I am louder, stronger, more direct and still have that angry inner teenager as my backup who has taught me that saying “f*** off” is sometimes the most brave, heartfelt truth and clearest expression of a feeling. It's also a great and sometimes needed boundary of saying “yes” to self-love and “no” to anything that feels other. I've learned how to love and be gentle authentically. 


"Life as a dance" is a philosophy I teach Kai teachers-in-training. It's a practice of looking at the cycles, stages, and events that life offers and finding a way to dance with it all. To engage with life and view it all as one big spiral that we can harmonize and dance with rather than avoid. On the dance floor it's a practice of inviting the body's impulses, emotions, dreams and thoughts. We allow it to have it's expression and movement, witnessing from a place of non-judgment. It's a meditation of noticing what the body gravitates too and letting it unfold. 

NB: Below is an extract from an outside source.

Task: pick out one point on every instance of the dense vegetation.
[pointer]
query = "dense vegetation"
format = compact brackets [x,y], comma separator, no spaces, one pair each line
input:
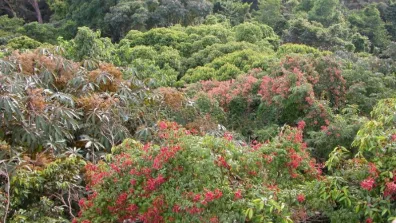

Most often when we dance we “think” our way into steps, patterns, and trying to find the “socially acceptable” way of moving. Other times the patterns are so encoded within us we just move like we do in life with armor and robotic movements. "Life as a dance" is more conscious and allows one to soften into what is happening, looking at your dance as a microcosm of what is happening outside the dance room in life. In this dance room I can explore and peel off the layers of training, fear, pain, or disconnect, revealing a vulnerable yet strong core that feels so good, strangely ancient, and yet is new.... new, fierce, creative, and edgy. It's in this dance room that I get to change and grow. 






Witnessed by community with love and awareness, I found my new feet and now stand in a deeper, wider space of self than I did before. I'm more open and available and present. This is dance medicine at it's best and I am so grateful.